Central and Unique Platform teams
Multiple Teams to Rescue
Single Platform / Devops team could easily be a bottleneck, who can we fix that? Multiple teams are the answer. If you have multiple teams, there are several advantages such as:
* Reduce Communications Blast Radius (Team Topologies) you partition your communications.
* Purpose Built Solutions and better services via specialized teams
* More parallelism but with a hidden orchestration cost
* Easier to experiment and move fast
Comunication is complicated with the Single Centralized DevOps/Platform team since all tickets literally go to the same queue. When you have limited resources and a huge queue you end up doing the following:
* Standardize in general solutions (i.g EC2 for all the things).
* You say NO a lot since you dont have the skills neither the time to handle the demand.
* You might be blocking Innovation and being a bottleneck for other teams.
Purpose Built solutions can be archived but simply having more teams, which will allow you to rapidly experiment with new use cases and debottleneck your system. Purpose-built solutions can be better handle by different and smaller platform teams since you will partition your backlog and also could rely on contractors and have a bigger pool temporarily.

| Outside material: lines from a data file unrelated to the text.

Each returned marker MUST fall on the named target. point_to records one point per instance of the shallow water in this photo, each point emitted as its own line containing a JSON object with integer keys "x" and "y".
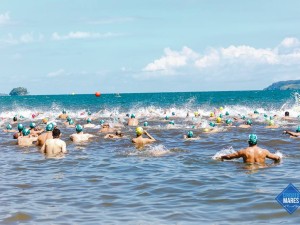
{"x": 173, "y": 181}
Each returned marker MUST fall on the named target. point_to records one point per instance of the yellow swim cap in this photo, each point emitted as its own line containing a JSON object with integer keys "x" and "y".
{"x": 139, "y": 130}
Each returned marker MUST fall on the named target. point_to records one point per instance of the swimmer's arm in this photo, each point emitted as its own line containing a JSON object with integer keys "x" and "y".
{"x": 232, "y": 156}
{"x": 269, "y": 155}
{"x": 149, "y": 136}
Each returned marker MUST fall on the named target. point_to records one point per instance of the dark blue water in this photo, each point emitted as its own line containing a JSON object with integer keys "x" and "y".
{"x": 172, "y": 181}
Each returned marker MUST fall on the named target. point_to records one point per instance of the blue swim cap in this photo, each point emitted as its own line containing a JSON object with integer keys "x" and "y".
{"x": 190, "y": 134}
{"x": 249, "y": 122}
{"x": 8, "y": 127}
{"x": 20, "y": 127}
{"x": 25, "y": 132}
{"x": 252, "y": 139}
{"x": 78, "y": 128}
{"x": 49, "y": 127}
{"x": 172, "y": 122}
{"x": 212, "y": 124}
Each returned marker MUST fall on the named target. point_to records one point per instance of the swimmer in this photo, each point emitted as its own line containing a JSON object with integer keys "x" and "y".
{"x": 54, "y": 147}
{"x": 26, "y": 139}
{"x": 252, "y": 154}
{"x": 139, "y": 140}
{"x": 106, "y": 128}
{"x": 118, "y": 134}
{"x": 63, "y": 115}
{"x": 132, "y": 121}
{"x": 190, "y": 136}
{"x": 79, "y": 136}
{"x": 9, "y": 129}
{"x": 45, "y": 136}
{"x": 247, "y": 124}
{"x": 293, "y": 134}
{"x": 89, "y": 124}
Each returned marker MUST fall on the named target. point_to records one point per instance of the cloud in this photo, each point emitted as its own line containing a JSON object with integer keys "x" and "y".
{"x": 57, "y": 73}
{"x": 287, "y": 53}
{"x": 82, "y": 35}
{"x": 4, "y": 18}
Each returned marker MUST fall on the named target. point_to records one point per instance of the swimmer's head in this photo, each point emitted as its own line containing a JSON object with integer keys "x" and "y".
{"x": 190, "y": 134}
{"x": 20, "y": 127}
{"x": 249, "y": 122}
{"x": 79, "y": 128}
{"x": 271, "y": 123}
{"x": 228, "y": 121}
{"x": 25, "y": 132}
{"x": 172, "y": 122}
{"x": 8, "y": 127}
{"x": 139, "y": 131}
{"x": 49, "y": 127}
{"x": 252, "y": 139}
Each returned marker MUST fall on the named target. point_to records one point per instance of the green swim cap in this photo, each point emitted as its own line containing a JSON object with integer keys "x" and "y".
{"x": 20, "y": 127}
{"x": 228, "y": 121}
{"x": 32, "y": 125}
{"x": 26, "y": 132}
{"x": 49, "y": 127}
{"x": 249, "y": 122}
{"x": 190, "y": 134}
{"x": 78, "y": 128}
{"x": 252, "y": 139}
{"x": 8, "y": 127}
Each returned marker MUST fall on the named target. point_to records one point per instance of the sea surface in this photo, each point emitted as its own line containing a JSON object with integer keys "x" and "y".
{"x": 172, "y": 181}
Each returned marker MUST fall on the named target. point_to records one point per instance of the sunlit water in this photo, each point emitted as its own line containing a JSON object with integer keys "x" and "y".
{"x": 172, "y": 181}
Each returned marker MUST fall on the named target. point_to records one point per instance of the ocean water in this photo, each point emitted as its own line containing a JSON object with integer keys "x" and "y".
{"x": 172, "y": 181}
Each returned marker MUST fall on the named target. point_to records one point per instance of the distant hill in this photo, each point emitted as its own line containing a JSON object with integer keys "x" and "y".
{"x": 285, "y": 85}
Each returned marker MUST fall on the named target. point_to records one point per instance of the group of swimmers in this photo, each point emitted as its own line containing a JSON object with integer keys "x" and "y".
{"x": 51, "y": 144}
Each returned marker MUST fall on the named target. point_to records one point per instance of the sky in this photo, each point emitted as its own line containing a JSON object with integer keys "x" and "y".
{"x": 134, "y": 46}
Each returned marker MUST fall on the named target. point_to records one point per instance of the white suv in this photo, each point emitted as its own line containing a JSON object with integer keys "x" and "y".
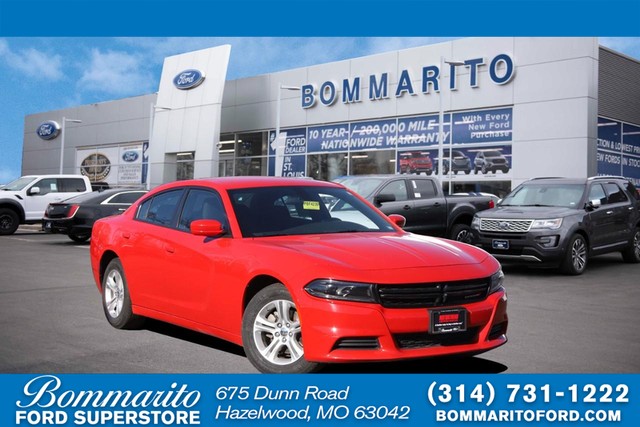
{"x": 24, "y": 200}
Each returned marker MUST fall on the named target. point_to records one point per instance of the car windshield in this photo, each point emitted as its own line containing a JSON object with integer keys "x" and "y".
{"x": 297, "y": 210}
{"x": 18, "y": 184}
{"x": 364, "y": 186}
{"x": 544, "y": 194}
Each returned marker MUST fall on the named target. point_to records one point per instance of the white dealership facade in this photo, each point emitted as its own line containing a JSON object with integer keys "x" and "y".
{"x": 512, "y": 108}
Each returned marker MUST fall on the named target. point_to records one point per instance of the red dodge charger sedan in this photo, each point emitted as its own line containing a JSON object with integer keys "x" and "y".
{"x": 298, "y": 272}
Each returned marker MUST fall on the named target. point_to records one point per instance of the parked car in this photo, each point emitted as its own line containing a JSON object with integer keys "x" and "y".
{"x": 460, "y": 161}
{"x": 562, "y": 222}
{"x": 490, "y": 161}
{"x": 24, "y": 200}
{"x": 75, "y": 217}
{"x": 262, "y": 262}
{"x": 416, "y": 162}
{"x": 421, "y": 201}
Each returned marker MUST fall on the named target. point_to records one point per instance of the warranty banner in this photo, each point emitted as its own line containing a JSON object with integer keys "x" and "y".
{"x": 319, "y": 400}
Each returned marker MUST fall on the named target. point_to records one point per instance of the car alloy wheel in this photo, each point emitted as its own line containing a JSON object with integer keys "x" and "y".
{"x": 114, "y": 293}
{"x": 272, "y": 334}
{"x": 576, "y": 258}
{"x": 8, "y": 222}
{"x": 276, "y": 333}
{"x": 116, "y": 300}
{"x": 632, "y": 253}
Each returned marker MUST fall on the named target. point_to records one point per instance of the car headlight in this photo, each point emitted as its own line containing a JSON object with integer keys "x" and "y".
{"x": 475, "y": 223}
{"x": 551, "y": 224}
{"x": 343, "y": 291}
{"x": 497, "y": 280}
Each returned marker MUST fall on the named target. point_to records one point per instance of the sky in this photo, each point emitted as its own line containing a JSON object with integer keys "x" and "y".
{"x": 44, "y": 74}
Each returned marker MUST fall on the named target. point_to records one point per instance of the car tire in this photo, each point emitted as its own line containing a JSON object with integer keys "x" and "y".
{"x": 9, "y": 221}
{"x": 575, "y": 260}
{"x": 116, "y": 300}
{"x": 632, "y": 253}
{"x": 270, "y": 314}
{"x": 461, "y": 233}
{"x": 80, "y": 237}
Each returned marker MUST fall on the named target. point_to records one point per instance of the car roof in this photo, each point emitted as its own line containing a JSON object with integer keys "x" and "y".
{"x": 239, "y": 182}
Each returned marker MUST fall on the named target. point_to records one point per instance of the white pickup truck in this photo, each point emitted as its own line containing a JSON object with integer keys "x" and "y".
{"x": 24, "y": 200}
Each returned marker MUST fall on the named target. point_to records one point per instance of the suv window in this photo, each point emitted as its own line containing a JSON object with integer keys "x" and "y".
{"x": 72, "y": 185}
{"x": 597, "y": 193}
{"x": 47, "y": 185}
{"x": 397, "y": 188}
{"x": 615, "y": 193}
{"x": 160, "y": 209}
{"x": 126, "y": 198}
{"x": 423, "y": 188}
{"x": 202, "y": 204}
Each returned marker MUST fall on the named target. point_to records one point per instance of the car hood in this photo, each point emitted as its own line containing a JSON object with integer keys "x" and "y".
{"x": 527, "y": 212}
{"x": 377, "y": 251}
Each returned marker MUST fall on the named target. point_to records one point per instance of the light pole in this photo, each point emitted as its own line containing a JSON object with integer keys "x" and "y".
{"x": 152, "y": 115}
{"x": 64, "y": 120}
{"x": 441, "y": 124}
{"x": 280, "y": 150}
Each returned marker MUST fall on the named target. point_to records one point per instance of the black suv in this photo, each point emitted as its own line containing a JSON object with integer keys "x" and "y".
{"x": 562, "y": 222}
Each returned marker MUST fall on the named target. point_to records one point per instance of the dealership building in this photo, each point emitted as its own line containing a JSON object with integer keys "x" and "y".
{"x": 484, "y": 114}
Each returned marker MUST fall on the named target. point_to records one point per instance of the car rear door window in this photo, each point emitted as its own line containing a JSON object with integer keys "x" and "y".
{"x": 423, "y": 188}
{"x": 597, "y": 193}
{"x": 202, "y": 204}
{"x": 126, "y": 198}
{"x": 161, "y": 209}
{"x": 615, "y": 193}
{"x": 72, "y": 185}
{"x": 398, "y": 189}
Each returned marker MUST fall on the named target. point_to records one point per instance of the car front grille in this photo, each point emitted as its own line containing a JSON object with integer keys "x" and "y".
{"x": 422, "y": 295}
{"x": 505, "y": 225}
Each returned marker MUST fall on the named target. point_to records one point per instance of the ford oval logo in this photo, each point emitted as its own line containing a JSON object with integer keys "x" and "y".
{"x": 48, "y": 130}
{"x": 188, "y": 79}
{"x": 130, "y": 156}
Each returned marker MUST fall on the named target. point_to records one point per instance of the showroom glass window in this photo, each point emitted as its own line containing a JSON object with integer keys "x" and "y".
{"x": 372, "y": 162}
{"x": 326, "y": 167}
{"x": 184, "y": 166}
{"x": 251, "y": 154}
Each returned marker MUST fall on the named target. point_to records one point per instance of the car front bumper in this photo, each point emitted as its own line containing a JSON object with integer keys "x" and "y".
{"x": 539, "y": 247}
{"x": 350, "y": 332}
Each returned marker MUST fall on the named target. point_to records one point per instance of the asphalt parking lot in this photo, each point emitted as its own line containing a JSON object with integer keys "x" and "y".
{"x": 52, "y": 322}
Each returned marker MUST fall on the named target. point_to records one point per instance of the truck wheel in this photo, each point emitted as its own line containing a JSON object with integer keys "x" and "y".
{"x": 461, "y": 233}
{"x": 575, "y": 260}
{"x": 9, "y": 221}
{"x": 631, "y": 253}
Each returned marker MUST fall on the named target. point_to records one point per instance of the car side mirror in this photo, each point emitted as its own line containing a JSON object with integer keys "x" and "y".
{"x": 383, "y": 198}
{"x": 593, "y": 204}
{"x": 207, "y": 227}
{"x": 398, "y": 220}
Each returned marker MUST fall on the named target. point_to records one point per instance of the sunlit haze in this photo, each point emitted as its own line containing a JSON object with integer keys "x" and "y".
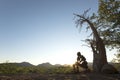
{"x": 39, "y": 31}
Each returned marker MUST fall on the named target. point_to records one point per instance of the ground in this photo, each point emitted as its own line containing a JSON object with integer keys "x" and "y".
{"x": 79, "y": 76}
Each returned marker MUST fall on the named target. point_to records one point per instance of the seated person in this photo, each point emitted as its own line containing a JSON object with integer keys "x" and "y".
{"x": 81, "y": 62}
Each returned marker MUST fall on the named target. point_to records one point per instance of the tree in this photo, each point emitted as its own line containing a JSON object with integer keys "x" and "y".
{"x": 97, "y": 45}
{"x": 109, "y": 17}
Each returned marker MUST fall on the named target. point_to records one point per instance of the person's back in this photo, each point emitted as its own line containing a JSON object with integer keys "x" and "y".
{"x": 81, "y": 62}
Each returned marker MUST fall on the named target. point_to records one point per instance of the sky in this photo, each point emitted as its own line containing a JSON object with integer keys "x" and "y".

More Parallelism: As you have more teams, you are capable to execute more projects at the same time. However, this creates a prioritization / Orchestration issue. Since what teams you should have? What happens if one team depends on another team? The solution could lie in other principles such as:
* Self-Service Model: IF you have services(UIs, Jenkins Jobs, Inner Sourcing model) where anyone can open PRs or use a Jenkins job to create what they need this debottleneck lots of the operations and reduce tickets(manual work).
* Isolation and Autonomy: Another thing you can do is to allow teams to perform their own decisions on the fashion of You Build it You Run it (Amazon/Netflix philosophy). Meaning you dont depend on other teams because you take care of all aspects of the solution given a particular domain problem.
Experimentation it's a nice outcome of all this approach. Most companies don't understand the cloud and don't realize cloud == software and we have a huge engineering pool. The issue is Engineers and sometimes even Engineering managers are sensible with their roadmaps and deadlines and end up being afraid of taking the step forward but it's not as hard as it looks like. Experimentation means different things such as:
* Experiment embracing the DevOps Model and have engineers coding on Terraform.
* Experiment with new delivery models such as More teams, Self-Service, and Isolation.
* Experiment with new technologies, new components and make things move faster.
Experimentation has limits
You can experiment and easily introduce solutions to new Services or new applications. However often the heavy lifting is tackling technical debt and migration of old applications. The inertia in old systems at scale is a hard problem to fix. Experimentation would not save you from that Unless you find ways to have backward compatible APIs/data solutions.
Unfortunately, not all solutions should be Backward Compatible since you could be Backward Compatible with Technical Debts and Design Limitations. Sometimes what you need a big breaking change. The hard part is, depending on how big your solutions are, you might not be able to apply that logic for all your software so prioritization will be needed.
Engineering it's hard and it will always be hard since you have new systems, old systems, technology changes, people coming and going, deadlines, security, and many many other challenges. Team Structure and layout are critical for better or worse evolution.
Cheers,
Diego Pacheco